En los tres escenarios, según Bromet, la ansiedad surge de unas circunstancias que se repiten en cada accidente: secretismo por parte de las autoridades, informaciones contradictorias, rumores y una negligente evacuación de la población. Inmediatamente después del accidente de Fukushima, los habitantes de la cercana localidad de Namie huyeron hacia el norte pensando que en aquella dirección estarían más seguros. En los ordenadores de las agencias gubernamentales se veía con claridad que la nube radiactiva viajaba precisamente en su misma dirección, pero nadie les avisó. Cuando se supo, dos meses después, el alcalde de Namie calificó de "crimen" esta ocultación de datos esenciales. Tal fue la desconfianza generada por las autoridades japonesas dentro y fuera del país que EE UU desplegó sus drones sobre la costa de Fukushima para ver con sus propios ojos lo que ocurría en realidad.

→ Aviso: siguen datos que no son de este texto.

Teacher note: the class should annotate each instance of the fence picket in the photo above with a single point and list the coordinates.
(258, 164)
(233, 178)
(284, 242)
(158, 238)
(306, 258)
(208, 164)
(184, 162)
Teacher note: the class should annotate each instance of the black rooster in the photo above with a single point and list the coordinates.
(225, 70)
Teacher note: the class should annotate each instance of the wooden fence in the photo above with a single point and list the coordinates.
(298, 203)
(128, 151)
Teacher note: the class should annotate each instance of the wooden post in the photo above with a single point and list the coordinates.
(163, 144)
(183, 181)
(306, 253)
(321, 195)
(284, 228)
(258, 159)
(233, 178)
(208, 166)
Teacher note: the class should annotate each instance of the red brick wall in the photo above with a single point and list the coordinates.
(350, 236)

Bromet incide en la importancia de periodistas que sepan informar con conocimientos sobre la materia: tras la rueda de prensa posterior al accidente de Three Mile Island, alguno de los 300 periodistas que asistieron no sabía si se había anunciado la fusión del núcleo, el peor de los escenarios, porque no entendía el lenguaje usado por los expertos de la Comisión Reguladora Nuclear. Bromet señala que estos miedos solo podrán mitigarse recuperando la confianza de la sociedad, contando con los propios afectados a la hora de afrontar las decisiones y ofreciendo información permanente con la debida transparencia.

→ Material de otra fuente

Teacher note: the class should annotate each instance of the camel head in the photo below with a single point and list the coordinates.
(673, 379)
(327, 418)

En su último libro sobre la historia de la era atómica (The Age of Radiance), el divulgador Craig Nelson cita una frase que al parecer repiten mucho en los círculos de la energía nuclear, en referencia a la imagen asociada a Hiroshima: "Si el primer uso de la gasolina hubiera sido el napalm, todos estaríamos conduciendo coches eléctricos". Antes del lanzamiento de las dos bombas atómicas, los aviones aliados castigaron decenas de ciudades japonesas con bombas incendiarias abrasando hasta la muerte a entre 250.000 y 900.000 personas, en su gran mayoría civiles. Más que en Hiroshima y Nagasaki juntas.